Reasons to care about, abhor the executive order on immigration

Melinda Holmes

By Melinda Holmes

Guest Column

Last week, the country faced tremendous fallout from the Executive Order on Immigration, and its hasty implementation.

Yet, in our rural northern towns the chaos and bustle of airport terminals full of civil rights lawyers and activists can easily feel a world apart.

As an international relations expert with experience in the Middle East, I believe it is imperative that every American citizen consider deeply each unprecedented step the new administration is taking. In the case of the Executive Order, those steps lead down a dangerous path.

  1. The order will likely exacerbate the very security threat it purports to address.

The ban on all travel from seven Muslim-majority countries, and the suspension of all refugee resettlement, plays right into the narratives spewed by so-called Islamic State and other extremist groups which claim that the United States is at war with Islam and that Muslims cannot ever find peace, prosperity and acceptance in the West.

As one of my colleagues, who works with U.S. security agencies to counter IS propaganda online commented, “Three years of daily effort erased with a stroke of a pen.”

This order insults the people on the front lines of the real fight against extremism in those countries: average citizens who happen to be Muslim, Arab, or Persian. This order also reinforces the alienation of countless individuals and communities around the world, who see themselves more in those it rejects, than in this America. We have shuttered our house in a display of contempt and privilege that even the most avid Americanophiles — foreign youth raised on Hollywood movies to believe in the American Dream —cannot help but realize that it was never meant for them. Aspirations thwarted, it is the poverty of hope that drives radicalization not an empty wallet.

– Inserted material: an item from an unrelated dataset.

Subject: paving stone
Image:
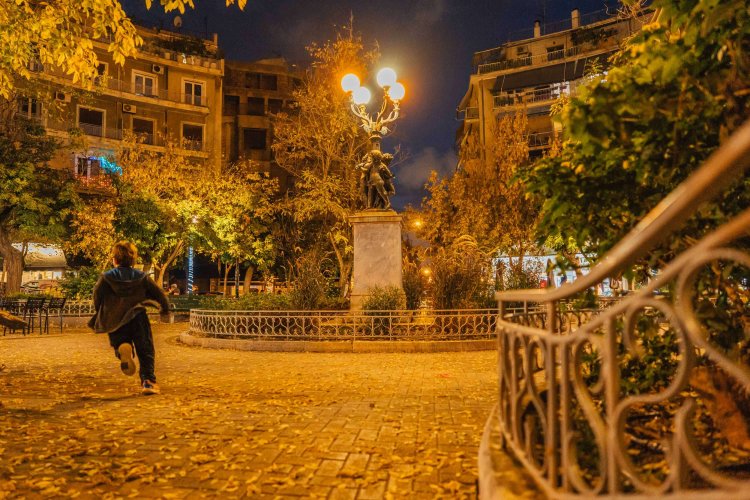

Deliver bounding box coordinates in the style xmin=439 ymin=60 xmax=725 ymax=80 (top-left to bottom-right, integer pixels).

  1. This is, and isn’t, a Muslim Ban because identities are complicated.

While I cringe at use of the phrase “Muslim Ban” — it is conceptually imprecise and easily manipulated — there is a terrible truth in it that should disturb every person who believes the separation of Church and State is a vital American principle. The order includes a provision to prioritize Christian refugees and other religious minorities for resettlement.

Recent estimates suggest that 70% of refugees in the world today are Muslim, and last year they made up slightly less, only 46% of those admitted to the United States. You can do the math. The seven banned countries are indeed Muslim-majority, however that’s only a part of the story for they also boast minority Christian, Yezidi, Zoroastrian, atheist, and Baha’i communities. They are Arab, Persian, Nubian, Berber, and Somali. They are peacemakers and activists, business people, students, and entrepreneurs. Reducing the identity of a person to their religion and basing our policies in that narrow reality is an affront to the freedom of religion we so cherish.

  1. American exceptionalism is grounded in innovation by the world’s best and brightest.

We pride ourselves on meritocracy and credit American innovation to it, yet with this order the participation of roughly 3% of the world’s population is stifled. By refusing visas for scientists and students, entrepreneurs and peacemakers, we push these people to invest their energies elsewhere or worse yet, give up. The one shared characteristic among the seven countries that stands them apart is that our policies — whether in the form of drone strikes in Yemen and Somalia, military operations in Libya, Syria and Iraq, or sanctions on Iran and Sudan — have eviscerated their domestic research and development capacities, making it nearly impossible for the society to support its creators and thinkers to do their important work at home.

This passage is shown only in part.